OSÉAS E O BRASIL
(Clerisvaldo B. Chagas. 2.7.2010)
Passa do meio-dia na saída Maceió - Sertão. Vans estacionadas aguardam passageiros retardatários entre nojentas barracas enfileiradas e a imundície perpétua da localidade. Usuários reclamam do ponto perigoso de espera. Transitam à vontade os vendedores de drogas da favela às margens do asfalto. Passa o farrapo de uma garota de onze anos apontada pelos experientes que dizem ser viciada. Outras garotas mais velhas surgem perambulando entre as vans e as calçadas pretas. Vão chegando rapazes magros trazendo os sinais do vício; alguns com aspectos deploráveis, vítimas dos malditos efeitos do craque. A princípio, diz um proprietário de besta, que eles – os drogados – não mexem com seus passageiros. Não se vê ninguém, acintosamente, armado. Será esse o segredo da favela? Movimento normal de pedestres e automóveis. Na entrada do beco aparece nova personagem. Rapaz entre dezoito e vinte e um anos, simpático, bigodinho, bem trajado no comum. É muito calmo o rapaz. Escora-se à grade baixa da igreja evangélica e logo vai recebendo o apurado, dos seus súditos. Abrindo a mão, fechando e embolsando sem contar, sequer olha para os lados. Parece antigo na rotina de arrecadação. Ninguém pronuncia palavras. Somente gestos automáticos no dar e receber. Veículos encostam sem desligar o motor. Os zumbis de fora vão estirando a mão para os candidatos de dentro. Os carros deslizam calmamente na partida. A cem metros dali, fica a sede da Polícia Rodoviária Federal.

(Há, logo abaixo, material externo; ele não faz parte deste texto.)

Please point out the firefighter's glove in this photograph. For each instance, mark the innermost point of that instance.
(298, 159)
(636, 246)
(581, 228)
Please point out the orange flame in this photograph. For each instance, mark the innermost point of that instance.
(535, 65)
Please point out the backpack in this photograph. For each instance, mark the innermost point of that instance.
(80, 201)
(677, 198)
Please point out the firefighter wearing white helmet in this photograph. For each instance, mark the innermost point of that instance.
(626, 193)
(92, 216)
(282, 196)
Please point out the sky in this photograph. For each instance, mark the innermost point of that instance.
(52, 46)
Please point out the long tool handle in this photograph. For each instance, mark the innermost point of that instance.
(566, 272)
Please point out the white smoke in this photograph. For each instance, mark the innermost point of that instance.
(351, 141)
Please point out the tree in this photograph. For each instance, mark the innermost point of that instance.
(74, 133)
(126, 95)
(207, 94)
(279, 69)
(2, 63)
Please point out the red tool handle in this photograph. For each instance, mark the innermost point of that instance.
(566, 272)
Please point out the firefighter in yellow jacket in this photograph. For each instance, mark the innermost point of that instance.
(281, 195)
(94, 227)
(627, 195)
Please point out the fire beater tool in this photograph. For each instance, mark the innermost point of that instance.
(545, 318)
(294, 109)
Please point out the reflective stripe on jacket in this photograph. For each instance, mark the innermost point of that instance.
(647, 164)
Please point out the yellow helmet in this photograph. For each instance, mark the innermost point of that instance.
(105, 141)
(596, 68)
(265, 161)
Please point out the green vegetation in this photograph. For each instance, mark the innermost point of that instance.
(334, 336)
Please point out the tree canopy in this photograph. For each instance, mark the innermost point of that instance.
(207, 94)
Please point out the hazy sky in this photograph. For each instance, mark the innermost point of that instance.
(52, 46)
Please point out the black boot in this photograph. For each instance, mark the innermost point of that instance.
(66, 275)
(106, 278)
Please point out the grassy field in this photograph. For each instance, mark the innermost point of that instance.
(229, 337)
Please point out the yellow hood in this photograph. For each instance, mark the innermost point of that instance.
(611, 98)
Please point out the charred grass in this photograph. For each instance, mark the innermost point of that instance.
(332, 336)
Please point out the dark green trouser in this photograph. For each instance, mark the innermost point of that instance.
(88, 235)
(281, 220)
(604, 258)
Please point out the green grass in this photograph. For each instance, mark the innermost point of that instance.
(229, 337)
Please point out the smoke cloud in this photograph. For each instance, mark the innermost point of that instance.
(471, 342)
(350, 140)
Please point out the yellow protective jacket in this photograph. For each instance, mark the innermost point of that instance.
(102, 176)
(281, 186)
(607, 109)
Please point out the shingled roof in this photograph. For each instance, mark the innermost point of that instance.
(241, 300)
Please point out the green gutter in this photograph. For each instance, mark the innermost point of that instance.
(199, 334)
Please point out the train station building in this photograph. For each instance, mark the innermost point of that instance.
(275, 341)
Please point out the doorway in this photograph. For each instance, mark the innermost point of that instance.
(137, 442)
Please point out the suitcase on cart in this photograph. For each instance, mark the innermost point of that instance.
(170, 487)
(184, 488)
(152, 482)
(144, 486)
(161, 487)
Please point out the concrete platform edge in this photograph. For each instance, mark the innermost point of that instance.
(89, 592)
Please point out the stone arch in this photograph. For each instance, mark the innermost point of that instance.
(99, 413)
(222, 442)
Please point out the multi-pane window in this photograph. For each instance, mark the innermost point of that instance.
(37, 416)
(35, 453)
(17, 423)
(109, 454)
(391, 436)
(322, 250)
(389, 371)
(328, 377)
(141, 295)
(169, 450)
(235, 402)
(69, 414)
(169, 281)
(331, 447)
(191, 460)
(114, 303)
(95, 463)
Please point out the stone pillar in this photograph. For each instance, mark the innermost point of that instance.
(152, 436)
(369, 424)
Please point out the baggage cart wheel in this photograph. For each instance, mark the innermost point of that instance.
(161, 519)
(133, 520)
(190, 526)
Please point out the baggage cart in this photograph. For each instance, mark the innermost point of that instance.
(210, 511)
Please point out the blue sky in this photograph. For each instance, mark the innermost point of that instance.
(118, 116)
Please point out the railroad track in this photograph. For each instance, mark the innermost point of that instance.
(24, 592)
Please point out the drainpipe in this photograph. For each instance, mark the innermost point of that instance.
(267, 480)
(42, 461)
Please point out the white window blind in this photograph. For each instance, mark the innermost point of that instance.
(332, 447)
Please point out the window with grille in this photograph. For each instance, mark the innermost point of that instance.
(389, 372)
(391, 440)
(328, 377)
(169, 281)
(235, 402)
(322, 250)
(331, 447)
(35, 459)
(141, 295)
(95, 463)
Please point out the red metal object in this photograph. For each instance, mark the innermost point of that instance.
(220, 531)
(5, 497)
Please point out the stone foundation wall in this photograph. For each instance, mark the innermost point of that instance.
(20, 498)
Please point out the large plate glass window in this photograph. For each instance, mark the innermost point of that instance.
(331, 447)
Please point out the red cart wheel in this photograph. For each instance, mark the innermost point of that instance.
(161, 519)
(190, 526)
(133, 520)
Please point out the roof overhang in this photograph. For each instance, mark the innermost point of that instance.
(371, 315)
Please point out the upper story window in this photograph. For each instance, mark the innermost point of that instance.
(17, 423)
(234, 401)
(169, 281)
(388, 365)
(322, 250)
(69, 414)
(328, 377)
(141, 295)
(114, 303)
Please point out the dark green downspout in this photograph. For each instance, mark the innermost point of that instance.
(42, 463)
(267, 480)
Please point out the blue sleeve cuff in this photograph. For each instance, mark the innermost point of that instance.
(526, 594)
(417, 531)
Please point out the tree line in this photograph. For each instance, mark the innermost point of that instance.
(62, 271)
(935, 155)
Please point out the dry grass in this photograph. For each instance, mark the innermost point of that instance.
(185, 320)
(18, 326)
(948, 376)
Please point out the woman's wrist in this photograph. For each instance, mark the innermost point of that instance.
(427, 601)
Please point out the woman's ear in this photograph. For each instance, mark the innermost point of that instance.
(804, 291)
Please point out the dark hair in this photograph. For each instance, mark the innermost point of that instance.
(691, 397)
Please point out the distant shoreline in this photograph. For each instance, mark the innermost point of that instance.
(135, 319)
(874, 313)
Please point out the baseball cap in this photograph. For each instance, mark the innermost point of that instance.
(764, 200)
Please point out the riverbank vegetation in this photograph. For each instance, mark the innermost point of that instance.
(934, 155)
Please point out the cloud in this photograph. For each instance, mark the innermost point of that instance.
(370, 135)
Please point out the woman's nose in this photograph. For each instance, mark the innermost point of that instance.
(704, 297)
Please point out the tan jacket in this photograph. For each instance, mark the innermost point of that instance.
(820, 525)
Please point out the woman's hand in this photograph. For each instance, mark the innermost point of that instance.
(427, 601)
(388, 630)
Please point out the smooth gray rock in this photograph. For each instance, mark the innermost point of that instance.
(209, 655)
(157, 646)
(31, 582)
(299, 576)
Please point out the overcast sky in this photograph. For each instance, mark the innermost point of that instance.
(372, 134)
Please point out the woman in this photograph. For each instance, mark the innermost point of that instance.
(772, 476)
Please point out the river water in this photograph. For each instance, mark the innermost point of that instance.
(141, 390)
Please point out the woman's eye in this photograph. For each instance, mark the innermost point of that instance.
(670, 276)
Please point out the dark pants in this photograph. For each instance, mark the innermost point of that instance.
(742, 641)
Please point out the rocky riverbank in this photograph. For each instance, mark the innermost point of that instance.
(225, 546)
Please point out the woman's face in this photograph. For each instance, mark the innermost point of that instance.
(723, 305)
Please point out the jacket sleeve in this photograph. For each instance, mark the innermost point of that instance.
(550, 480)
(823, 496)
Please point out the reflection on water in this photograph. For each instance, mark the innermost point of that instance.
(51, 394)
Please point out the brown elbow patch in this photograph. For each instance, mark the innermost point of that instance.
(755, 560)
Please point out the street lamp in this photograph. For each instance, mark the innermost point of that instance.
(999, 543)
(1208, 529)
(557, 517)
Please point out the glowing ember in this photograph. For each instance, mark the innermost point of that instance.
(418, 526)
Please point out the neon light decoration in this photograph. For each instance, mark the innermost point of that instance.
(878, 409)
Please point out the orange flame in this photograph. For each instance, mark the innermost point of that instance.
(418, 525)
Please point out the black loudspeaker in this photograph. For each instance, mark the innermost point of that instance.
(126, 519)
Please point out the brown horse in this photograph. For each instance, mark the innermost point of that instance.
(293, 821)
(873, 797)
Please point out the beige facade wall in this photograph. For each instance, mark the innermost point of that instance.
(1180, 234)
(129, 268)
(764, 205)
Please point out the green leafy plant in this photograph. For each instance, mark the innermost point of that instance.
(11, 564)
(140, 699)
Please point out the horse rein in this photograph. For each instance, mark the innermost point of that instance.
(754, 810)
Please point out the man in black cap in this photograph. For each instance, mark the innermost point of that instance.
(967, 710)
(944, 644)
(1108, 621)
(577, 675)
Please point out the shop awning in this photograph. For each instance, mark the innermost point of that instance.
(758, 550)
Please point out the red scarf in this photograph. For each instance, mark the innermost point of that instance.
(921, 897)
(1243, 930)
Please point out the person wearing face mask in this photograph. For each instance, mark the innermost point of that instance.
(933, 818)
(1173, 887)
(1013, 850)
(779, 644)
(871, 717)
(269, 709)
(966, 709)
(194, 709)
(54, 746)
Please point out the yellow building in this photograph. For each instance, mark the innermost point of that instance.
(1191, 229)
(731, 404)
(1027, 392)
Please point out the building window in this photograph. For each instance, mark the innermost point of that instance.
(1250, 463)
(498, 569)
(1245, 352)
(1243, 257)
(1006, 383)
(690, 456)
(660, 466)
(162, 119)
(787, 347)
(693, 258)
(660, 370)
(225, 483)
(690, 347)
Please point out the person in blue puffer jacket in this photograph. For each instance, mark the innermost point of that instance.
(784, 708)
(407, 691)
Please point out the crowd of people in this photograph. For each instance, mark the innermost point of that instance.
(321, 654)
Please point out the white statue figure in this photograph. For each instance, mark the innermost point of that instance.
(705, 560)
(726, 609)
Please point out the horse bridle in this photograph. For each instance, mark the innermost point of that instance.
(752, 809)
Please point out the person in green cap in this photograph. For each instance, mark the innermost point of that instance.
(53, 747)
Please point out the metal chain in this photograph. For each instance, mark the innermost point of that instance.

Em Santana do Ipanema, na penúltima casa da Avenida Coronel Lucena, Seu Oséas vendia puxa. (Puxa era um cordão de massa doce envolvido em papel manteiga). Os adolescentes que estudavam ali perto, no Ginásio, apreciavam a puxa vendida na bodega de Oséas. Homem de coração bom, alto, com uma pequena marca no rosto, Seu Oséas não tinha estrela para negociar. Segundo Marco Davi, ex-prefeito, morador quase vizinho da bodega, o sogro do comerciante, chamado Artur, ajudava o genro a se levantar. Aposentado do Fisco, o velho Artur chegara até a tomar conta da bodega para ensinar como se negociava. Tudo em vão. O genro não aprendia. Cansado de tanta coisa, Seu Artur desabafou com os conhecidos: “Vocês querem saber! Duas coisas nessa vida não vão para frente nunca; o Brasil e o meu genro Oséas!”.
Voltando ao caso das drogas, contra seu uso trágico e males gerais, vai se formando, sem dúvida, uma rede de assistência a saúde do usuário. Aos combates a traficante em fronteiras e em outros lugares; às advertências gerais sobre os perigos das drogas, misturam-se também à corrupção policial e à proteção de influentes figuras das mais diferentes profissões. O que fazer agora para não contaminar o restante dos jovens do País? Até quando vão proliferar as multidões de zumbis, como os da favela de Maceió? Dizem que tudo que o governo quer fazer faz. Mas é muito penoso acreditar que os problemas das drogas sejam resolvidos. Mesmo com todo otimismo sobre o caso, parece que essas questões fazem parte das palavras desesperadoras do aposentado do Fisco. O problema das drogas está difícil. Se a coisa fosse analisada pelo velho Artur, apesar das puxas doces, ele teria dito com toda certeza: “Três coisas nessa vida não vão para frente nunca! Solução para o craque, OSÉAS E O BRASIL”.